There will always be private companies to claim they can do it for less. But low bids eventually bottom out – and you get what you pay for. While respectable private operators are out there, our in-house services measure favorably in key performance areas. Our product is too important to gamble on underbidding, absentee management and/or cut corners.

Today, an alarming number of public entities consist only of executives and purchasing agents. With all due respect to those professions, we see a long-term advantage in knowing our own business from the board room to the driver's seat. After all, we are a transit system – we don't ever want to lose our head for transit operations.


"We already have the Woodward Light Rail study. "

Woodward Avenue plans represent a different application for a different need. Proposals for Woodward are light rail, a train that serves more stops, operates very frequently, and is well suited to a dense urban environment.

Freshwater Railway is commuter rail. We serve longer, regional trips that cross municipal boundaries. Our stations are spaced further apart, our trains operate at higher speeds, and some of our routes run exclusively at peak commute times.

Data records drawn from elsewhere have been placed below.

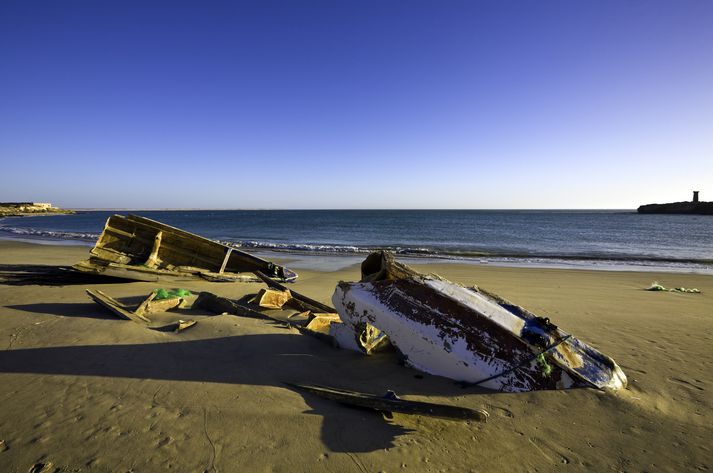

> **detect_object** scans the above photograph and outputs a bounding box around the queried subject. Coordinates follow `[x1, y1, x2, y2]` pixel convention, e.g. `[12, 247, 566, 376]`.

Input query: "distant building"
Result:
[0, 202, 54, 211]
[637, 190, 712, 215]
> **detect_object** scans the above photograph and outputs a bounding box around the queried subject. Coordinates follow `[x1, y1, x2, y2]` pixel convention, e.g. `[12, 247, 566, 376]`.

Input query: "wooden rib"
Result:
[218, 247, 233, 274]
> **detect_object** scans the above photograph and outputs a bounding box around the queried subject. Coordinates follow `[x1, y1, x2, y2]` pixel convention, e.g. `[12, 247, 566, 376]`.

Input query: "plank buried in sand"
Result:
[72, 214, 298, 283]
[285, 383, 489, 422]
[193, 292, 269, 320]
[85, 289, 150, 323]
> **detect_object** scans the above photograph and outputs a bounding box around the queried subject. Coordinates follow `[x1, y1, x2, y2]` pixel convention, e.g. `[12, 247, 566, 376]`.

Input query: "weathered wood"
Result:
[285, 383, 489, 422]
[194, 292, 268, 319]
[134, 291, 158, 316]
[86, 289, 150, 323]
[218, 247, 232, 274]
[73, 214, 297, 283]
[198, 272, 261, 283]
[148, 319, 197, 333]
[144, 231, 163, 268]
[254, 271, 335, 313]
[144, 297, 185, 314]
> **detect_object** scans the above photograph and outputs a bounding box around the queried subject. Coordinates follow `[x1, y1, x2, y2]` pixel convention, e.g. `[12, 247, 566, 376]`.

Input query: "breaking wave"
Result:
[219, 240, 444, 256]
[1, 223, 711, 273]
[0, 225, 100, 242]
[219, 240, 713, 271]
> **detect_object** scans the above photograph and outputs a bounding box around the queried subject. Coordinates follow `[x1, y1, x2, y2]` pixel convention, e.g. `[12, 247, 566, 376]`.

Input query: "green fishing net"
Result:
[154, 288, 192, 300]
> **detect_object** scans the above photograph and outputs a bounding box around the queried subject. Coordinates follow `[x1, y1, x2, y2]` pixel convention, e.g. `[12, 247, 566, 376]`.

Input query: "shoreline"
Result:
[1, 233, 711, 275]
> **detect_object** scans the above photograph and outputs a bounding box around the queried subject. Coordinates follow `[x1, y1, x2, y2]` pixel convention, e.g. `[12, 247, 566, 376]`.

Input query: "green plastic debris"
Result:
[536, 353, 552, 378]
[154, 288, 192, 300]
[646, 282, 700, 293]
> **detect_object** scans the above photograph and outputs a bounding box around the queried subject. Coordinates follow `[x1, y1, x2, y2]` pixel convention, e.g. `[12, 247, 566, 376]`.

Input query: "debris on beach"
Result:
[286, 382, 489, 422]
[86, 289, 152, 323]
[194, 291, 270, 319]
[331, 251, 628, 393]
[328, 320, 392, 354]
[250, 288, 293, 309]
[149, 319, 197, 333]
[646, 282, 700, 293]
[86, 288, 196, 332]
[253, 270, 335, 313]
[72, 214, 297, 283]
[194, 290, 342, 337]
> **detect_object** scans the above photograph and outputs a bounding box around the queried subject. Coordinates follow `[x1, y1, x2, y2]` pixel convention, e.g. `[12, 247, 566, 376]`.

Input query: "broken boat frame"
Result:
[73, 214, 297, 283]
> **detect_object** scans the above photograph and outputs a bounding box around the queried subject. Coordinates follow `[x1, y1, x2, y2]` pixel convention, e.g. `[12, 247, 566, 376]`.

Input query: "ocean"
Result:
[1, 210, 711, 273]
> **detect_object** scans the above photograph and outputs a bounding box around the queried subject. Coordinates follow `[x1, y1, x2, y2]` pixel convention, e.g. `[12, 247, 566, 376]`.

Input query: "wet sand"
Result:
[0, 240, 711, 472]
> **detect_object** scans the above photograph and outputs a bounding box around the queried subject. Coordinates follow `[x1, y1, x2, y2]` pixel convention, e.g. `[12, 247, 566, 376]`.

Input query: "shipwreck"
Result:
[73, 214, 297, 282]
[332, 252, 627, 393]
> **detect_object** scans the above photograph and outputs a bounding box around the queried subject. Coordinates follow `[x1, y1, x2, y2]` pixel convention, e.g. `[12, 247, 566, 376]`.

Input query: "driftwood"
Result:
[286, 383, 489, 422]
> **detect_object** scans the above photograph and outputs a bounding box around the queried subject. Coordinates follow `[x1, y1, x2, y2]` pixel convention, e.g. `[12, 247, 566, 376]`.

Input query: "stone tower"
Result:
[693, 191, 699, 203]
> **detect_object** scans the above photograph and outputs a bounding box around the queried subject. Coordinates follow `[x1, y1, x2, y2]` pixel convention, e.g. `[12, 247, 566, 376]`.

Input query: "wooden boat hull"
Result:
[73, 214, 297, 282]
[332, 252, 627, 393]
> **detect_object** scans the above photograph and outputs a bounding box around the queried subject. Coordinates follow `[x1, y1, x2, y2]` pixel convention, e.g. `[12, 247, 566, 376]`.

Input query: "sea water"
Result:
[1, 210, 711, 273]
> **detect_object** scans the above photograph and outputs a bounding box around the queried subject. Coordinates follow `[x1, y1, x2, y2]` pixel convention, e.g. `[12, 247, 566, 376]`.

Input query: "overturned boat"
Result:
[332, 252, 627, 393]
[73, 214, 297, 283]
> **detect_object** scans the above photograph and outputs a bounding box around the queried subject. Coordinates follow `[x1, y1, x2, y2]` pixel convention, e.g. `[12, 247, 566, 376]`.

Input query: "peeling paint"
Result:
[332, 251, 628, 393]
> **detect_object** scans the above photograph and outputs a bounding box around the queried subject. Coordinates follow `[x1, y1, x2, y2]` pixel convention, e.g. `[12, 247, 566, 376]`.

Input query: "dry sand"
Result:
[0, 240, 711, 472]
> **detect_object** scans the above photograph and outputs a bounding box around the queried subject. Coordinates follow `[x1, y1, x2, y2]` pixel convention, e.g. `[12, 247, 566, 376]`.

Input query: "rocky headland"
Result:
[0, 202, 74, 218]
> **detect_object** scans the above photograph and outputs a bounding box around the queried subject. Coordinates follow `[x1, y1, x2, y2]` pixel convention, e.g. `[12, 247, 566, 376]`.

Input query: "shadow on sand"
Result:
[0, 264, 127, 286]
[0, 331, 491, 452]
[6, 302, 119, 319]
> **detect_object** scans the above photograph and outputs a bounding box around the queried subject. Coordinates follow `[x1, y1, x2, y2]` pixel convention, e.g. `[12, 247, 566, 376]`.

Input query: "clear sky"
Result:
[1, 1, 711, 209]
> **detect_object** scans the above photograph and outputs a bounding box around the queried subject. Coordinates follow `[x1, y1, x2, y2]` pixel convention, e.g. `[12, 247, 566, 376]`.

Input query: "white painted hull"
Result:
[332, 253, 627, 393]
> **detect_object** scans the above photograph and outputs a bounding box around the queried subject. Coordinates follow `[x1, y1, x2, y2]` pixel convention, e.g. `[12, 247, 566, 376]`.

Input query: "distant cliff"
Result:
[637, 201, 713, 215]
[0, 202, 74, 217]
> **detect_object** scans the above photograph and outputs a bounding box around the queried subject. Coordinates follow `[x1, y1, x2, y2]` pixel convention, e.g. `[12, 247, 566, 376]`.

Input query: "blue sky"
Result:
[1, 1, 711, 209]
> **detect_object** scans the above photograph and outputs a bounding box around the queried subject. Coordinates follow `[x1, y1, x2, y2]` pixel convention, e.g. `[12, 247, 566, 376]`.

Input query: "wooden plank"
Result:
[254, 271, 335, 313]
[134, 291, 158, 316]
[144, 231, 163, 268]
[194, 292, 268, 319]
[218, 247, 233, 274]
[285, 383, 489, 422]
[86, 289, 150, 323]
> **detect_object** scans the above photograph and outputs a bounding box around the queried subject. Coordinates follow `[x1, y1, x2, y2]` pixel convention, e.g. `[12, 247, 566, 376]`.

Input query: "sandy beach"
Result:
[0, 240, 711, 472]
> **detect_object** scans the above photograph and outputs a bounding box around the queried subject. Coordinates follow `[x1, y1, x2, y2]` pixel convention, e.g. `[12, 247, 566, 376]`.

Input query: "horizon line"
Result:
[60, 207, 638, 211]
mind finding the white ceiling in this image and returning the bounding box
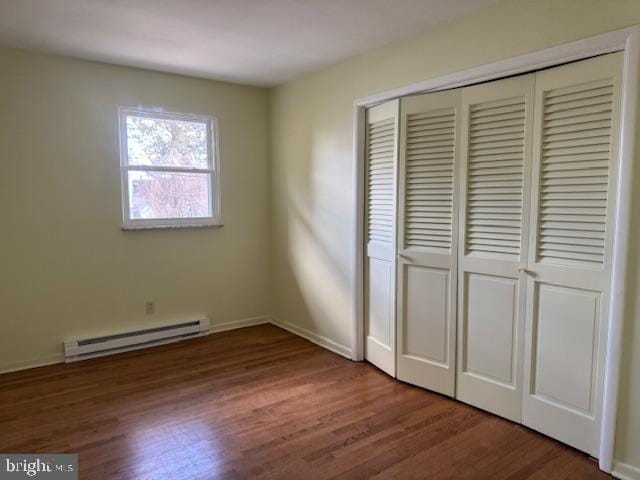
[0,0,499,87]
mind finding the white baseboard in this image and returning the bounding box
[0,354,65,375]
[0,315,351,374]
[0,314,272,375]
[613,461,640,480]
[270,317,352,359]
[210,315,271,333]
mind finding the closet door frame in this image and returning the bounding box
[352,25,640,474]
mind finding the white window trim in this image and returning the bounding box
[118,106,222,230]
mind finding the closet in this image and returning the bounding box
[363,52,623,456]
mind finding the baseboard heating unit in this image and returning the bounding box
[63,317,210,362]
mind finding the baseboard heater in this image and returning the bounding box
[63,317,210,362]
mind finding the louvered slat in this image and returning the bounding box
[404,108,455,249]
[537,80,613,266]
[367,118,395,243]
[465,97,526,256]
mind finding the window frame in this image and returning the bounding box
[118,106,222,230]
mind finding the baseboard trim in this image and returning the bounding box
[613,461,640,480]
[270,317,352,359]
[1,315,351,374]
[0,354,65,375]
[0,315,273,375]
[210,315,271,333]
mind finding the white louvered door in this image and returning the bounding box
[522,52,622,455]
[365,100,399,377]
[396,90,461,396]
[362,54,624,457]
[456,74,535,421]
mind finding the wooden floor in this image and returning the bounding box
[0,324,611,480]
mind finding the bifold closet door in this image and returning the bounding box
[456,74,535,422]
[364,100,399,377]
[396,90,461,396]
[522,52,623,456]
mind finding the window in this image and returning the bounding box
[118,107,221,229]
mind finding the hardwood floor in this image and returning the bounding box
[0,324,611,479]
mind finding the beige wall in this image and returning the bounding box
[269,0,640,472]
[0,47,271,371]
[2,0,640,473]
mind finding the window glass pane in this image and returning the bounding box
[128,171,211,220]
[126,115,209,168]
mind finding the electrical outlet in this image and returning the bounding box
[145,301,155,315]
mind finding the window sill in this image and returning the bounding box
[121,223,223,231]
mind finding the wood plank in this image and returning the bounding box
[0,325,611,480]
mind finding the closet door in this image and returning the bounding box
[456,75,535,421]
[365,100,399,377]
[522,52,622,455]
[396,90,461,396]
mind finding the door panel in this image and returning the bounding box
[367,258,393,347]
[396,90,461,396]
[404,266,449,363]
[365,100,399,377]
[522,52,623,456]
[464,273,517,385]
[533,284,599,413]
[457,74,535,422]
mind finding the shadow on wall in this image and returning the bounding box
[271,83,357,349]
[282,193,351,343]
[278,148,353,346]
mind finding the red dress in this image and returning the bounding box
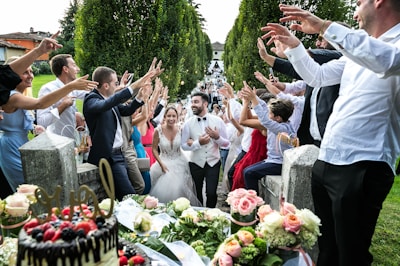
[141,122,156,166]
[231,129,267,190]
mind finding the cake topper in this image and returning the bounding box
[32,158,115,223]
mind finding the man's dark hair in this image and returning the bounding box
[259,92,276,104]
[191,91,209,103]
[50,54,72,77]
[92,66,116,88]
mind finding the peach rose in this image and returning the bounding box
[237,230,254,246]
[283,214,302,234]
[257,204,274,222]
[143,196,158,209]
[218,253,233,266]
[223,239,241,258]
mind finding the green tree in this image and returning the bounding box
[50,0,79,58]
[223,0,354,89]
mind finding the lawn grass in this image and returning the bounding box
[370,175,400,265]
[31,74,400,264]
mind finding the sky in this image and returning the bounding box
[0,0,241,44]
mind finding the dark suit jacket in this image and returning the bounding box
[273,49,342,146]
[83,88,144,165]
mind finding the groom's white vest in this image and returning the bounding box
[185,114,222,168]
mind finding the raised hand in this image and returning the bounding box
[279,4,327,35]
[67,75,98,91]
[261,23,300,50]
[37,31,63,54]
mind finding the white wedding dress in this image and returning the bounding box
[149,126,201,206]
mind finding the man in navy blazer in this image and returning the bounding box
[84,59,163,200]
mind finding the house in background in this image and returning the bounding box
[205,42,225,84]
[0,28,52,63]
[0,40,26,64]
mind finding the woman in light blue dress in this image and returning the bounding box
[0,62,97,194]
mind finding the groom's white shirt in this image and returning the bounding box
[181,113,229,167]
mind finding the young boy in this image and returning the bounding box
[241,84,296,194]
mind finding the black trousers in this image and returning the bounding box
[189,161,221,208]
[312,160,394,266]
[227,150,247,189]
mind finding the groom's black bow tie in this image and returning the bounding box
[197,117,207,122]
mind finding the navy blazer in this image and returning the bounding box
[83,88,143,165]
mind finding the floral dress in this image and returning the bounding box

Freshwater Railway also includes a bus component. Largely neglected in other conversations, buses are a critical piece of the transit puzzle. No matter how many rail lines we build, we'll always need a bus system for the deepest level of connectivity. We're investing in bus routes to jump-start human-scale, car-optional lifestyle choices in "off-Woodward" neighborhoods. You'll find the friendly, attractive character of our bus services unlike anything you've heard about transit in Detroit.

When it comes to transit modes, one is not better than the others. They are all pillars of a fully developed transit network. No part of that network functions optimally until all the modes are working together.